Under a certain kind of pushy parents or demanding coaches who often pop up through tennis, Barty could have been carefully bullied to play more rather than less. And make hours of practice drills and numbers – ranking, titles, prize money – her only focus. Made her just another famous, overworked “trophy kid” – like Mary Pierce, Mirjana Lucic, Bernard Tomic, Jelena Dokic, Andre Agassi, Steffi Graf had been at various points in their careers.
Barty’s decision to then step away in 2014 was taken with mature introspection and as importantly, the support of her entourage. She said, “I love the sport of tennis, but I sort of got a little bit away from what I really wanted to do. It became robotic for me and that’s not what I wanted.”
“It’s such an amazing sport and I just really wanted to enjoy it and I lost that enjoyment and that passion… I think deep down I knew if I kept trying to drive on through it, it would drive me away completely. So, it was the right time to step away and just refresh.”
That refresh had her return with a rekindled love plus boundless energy for tennis. Between 2016 and 2022, Barty won three Slam titles and 12 tour titles from 21 finals, was the year-ending No.1 for three straight years and brought her country its first homegrown Australian Open singles winner in 44 years. She earned $10m in prize money alone in 2019, including $4.42m from the WTA finals in Shenzen, which became tennis’ biggest prize money pay cheque, for men or women.

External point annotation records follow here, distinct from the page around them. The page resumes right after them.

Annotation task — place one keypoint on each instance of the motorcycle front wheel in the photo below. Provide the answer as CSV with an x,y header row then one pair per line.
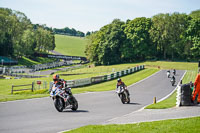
x,y
75,104
59,105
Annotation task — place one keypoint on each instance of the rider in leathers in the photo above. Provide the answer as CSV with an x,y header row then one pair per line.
x,y
121,84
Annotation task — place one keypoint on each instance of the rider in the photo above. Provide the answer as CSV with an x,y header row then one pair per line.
x,y
62,83
174,71
173,78
121,84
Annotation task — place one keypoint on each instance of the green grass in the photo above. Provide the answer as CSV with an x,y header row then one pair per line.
x,y
6,85
187,125
168,103
87,72
189,76
172,65
69,45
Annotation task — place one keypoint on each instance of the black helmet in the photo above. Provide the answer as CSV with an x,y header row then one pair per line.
x,y
119,80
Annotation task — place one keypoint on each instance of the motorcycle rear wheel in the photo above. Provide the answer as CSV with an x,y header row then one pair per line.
x,y
123,99
75,104
59,105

Now at the peak of her powers and influence in Australia certainly, she’s stepped away saying among other things, that the push to achieve all she did in a narrow five-year window, has left her ‘spent’ both physically and emotionally. It’s the latter that is only now being recognised and given priority by sports professionals. Through the 90s and the first decade of the 21st century, ‘sports psychology’ had focussed on an athlete’s mental state through a performance-centred framework, rather than placing the idea of emotional well-being at the starting point of improved performance.

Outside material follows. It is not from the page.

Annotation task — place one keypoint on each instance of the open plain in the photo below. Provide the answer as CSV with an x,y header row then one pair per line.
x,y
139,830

Only in the last decade have issues of mental health in sport been given priority and Barty’s career will now become an ideal case study in the importance of choosing “well-being” over “performance pressure.” It is hard not to compare Barty’s decision to step away from tennis with what her fellow contemporary Naomi Osaka is going through. Osaka’s interactions with fans, media and her sport itself are frequently fraught, she has taken repeated breaks from tennis, most recently after winning a round at the 2022 Australian Open.

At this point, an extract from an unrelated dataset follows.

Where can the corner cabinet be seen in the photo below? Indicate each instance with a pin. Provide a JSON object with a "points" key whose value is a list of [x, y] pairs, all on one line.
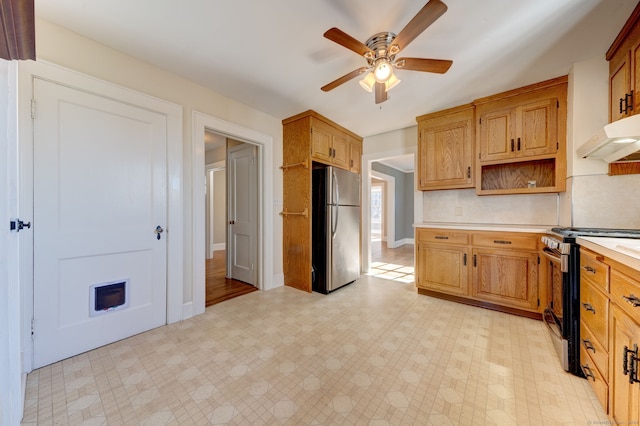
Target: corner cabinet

Osaka has four Slam titles to Barty’s three, a far greater global public profile and has just been named the highest-earning female athlete in the world for the second-straight year; Forbes ranked her 2021 earnings as $57.3m ($2.3m on court, $55m off court) but Osaka has also confessed to suffering from anxiety and depression. When the news of Barty’s retirement broke through, one part of Osaka’s response was telling, “I kind of wanted to be more like her [this morning], and I wanted to feel how she probably feels now, that she left everything on the court and she has no regrets.”
Through one bold stroke of her unexpected decision, Barty righted what modern professional sport often ignores, shrinks or contorts: perspective. The combination of the professionalisation of sport, satellite television and social media has made everything around athletic excellence gargantuan. Sport today is the mega industry with megastars and mega earnings, plus an often over-inflated sense of its place and significance in our world, complete with bells, whistles and boxing commentary.
Barty has trimmed down her outstanding pro career so far to human scale, measured its pros and cons and decided, for the moment, she does not need more of it. She may return, she may take another sport or she may not, like her retirement, the choice will be hers. The less successful step away from their sport when it becomes unsustainable and unaffordable, but in our eyes, the ambition of the high achiever remains a forever unquenchable thirst. Everything is directed around that intangible we called their ‘legacy’ and what the best of the best do to enhance and protect it.